As the Arctic warms, the Greenland Ice Sheet has been losing mass and contributing to sea-level rise. That loss rate has increased dramatically since the 1990s. But are those rates and ones projected for the future unexpected? Or, are they just related to "natural variability?" To answer that question, Jason Briner and colleagues produced high-resolution simulations based on geological observations covering southwestern Greenland for the past 12,000 years that extend continuously into the future up to 2100.
|The Greenland Ice Sheet. Credit: Jason Briner
The simulations suggest that mass loss from the Greenland Ice Sheet in the twenty-first century will exceed the maximum mass-loss rates from the past 12,000 years. They find the largest losses in the past (between 10,000 and 7,000 years ago) were at rates of around 6,000 billion tonnes per century. That's similar to the estimated rates of the first two decades of this century.
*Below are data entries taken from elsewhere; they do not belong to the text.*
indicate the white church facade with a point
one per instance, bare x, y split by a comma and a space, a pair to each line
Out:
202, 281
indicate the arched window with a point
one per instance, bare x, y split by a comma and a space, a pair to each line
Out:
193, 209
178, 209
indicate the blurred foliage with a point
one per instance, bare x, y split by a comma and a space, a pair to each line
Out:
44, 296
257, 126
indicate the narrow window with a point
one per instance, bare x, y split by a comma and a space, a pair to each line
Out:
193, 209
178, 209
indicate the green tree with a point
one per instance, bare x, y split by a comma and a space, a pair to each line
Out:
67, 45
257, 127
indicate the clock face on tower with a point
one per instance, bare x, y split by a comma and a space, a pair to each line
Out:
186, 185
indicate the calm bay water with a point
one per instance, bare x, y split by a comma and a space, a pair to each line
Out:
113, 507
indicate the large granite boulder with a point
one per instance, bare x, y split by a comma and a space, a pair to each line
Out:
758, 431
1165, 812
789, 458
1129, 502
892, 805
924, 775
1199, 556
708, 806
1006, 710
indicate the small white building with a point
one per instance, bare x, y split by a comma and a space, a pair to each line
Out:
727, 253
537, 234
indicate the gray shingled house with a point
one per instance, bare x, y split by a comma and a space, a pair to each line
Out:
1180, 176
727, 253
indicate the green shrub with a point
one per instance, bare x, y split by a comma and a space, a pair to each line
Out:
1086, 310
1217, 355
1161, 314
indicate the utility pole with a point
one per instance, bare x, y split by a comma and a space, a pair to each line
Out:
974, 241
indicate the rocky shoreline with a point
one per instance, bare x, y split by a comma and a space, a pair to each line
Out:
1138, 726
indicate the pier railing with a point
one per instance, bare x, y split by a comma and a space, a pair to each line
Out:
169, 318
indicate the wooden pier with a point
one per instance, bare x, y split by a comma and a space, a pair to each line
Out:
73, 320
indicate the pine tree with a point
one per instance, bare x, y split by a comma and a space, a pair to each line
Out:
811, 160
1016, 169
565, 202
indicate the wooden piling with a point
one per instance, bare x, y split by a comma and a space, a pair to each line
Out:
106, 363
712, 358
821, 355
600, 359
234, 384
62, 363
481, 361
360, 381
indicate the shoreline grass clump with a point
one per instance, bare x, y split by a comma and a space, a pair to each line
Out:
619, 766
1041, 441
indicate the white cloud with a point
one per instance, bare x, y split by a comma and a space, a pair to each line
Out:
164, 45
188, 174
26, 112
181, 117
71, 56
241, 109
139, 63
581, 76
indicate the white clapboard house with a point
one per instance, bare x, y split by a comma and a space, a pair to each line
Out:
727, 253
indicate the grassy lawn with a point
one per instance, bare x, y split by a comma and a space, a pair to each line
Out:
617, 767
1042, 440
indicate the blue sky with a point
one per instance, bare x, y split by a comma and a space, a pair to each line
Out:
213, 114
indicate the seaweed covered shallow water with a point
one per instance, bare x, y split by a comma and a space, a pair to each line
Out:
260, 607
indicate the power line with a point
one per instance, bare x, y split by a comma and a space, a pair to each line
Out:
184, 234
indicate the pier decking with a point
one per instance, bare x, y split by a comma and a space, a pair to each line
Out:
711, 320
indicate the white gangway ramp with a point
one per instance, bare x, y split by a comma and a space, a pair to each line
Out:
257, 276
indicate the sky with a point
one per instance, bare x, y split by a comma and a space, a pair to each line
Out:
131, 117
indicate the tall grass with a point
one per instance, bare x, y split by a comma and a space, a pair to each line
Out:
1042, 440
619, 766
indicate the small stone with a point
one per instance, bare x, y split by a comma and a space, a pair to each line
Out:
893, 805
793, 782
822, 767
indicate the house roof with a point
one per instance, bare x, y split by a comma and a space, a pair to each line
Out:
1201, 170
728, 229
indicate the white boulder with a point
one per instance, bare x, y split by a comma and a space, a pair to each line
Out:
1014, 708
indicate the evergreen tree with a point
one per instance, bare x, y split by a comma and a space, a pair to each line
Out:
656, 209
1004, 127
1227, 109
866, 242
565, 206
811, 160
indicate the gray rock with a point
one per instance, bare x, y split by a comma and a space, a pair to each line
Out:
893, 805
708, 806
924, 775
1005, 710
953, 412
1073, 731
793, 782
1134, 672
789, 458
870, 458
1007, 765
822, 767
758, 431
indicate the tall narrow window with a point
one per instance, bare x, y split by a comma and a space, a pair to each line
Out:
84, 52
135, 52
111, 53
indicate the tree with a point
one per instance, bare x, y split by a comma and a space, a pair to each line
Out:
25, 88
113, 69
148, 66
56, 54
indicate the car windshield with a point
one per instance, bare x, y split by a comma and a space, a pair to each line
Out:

However, future losses are expected to exceed those maximum rates. Projected mass losses for the rest of this century are in the range of 8,800 to 35,900 billion tonnes. Those are based on the lowest and highest greenhouse gas emissions scenarios, respectively - that is, the amount of ice losses this century could reverse 4,000 years of cumulative ice growth and exceed previous mass-loss rates by about fourfold. The authors conclude that unprecedented rates of mass loss will occur unless a low-carbon-emission scenario is followed.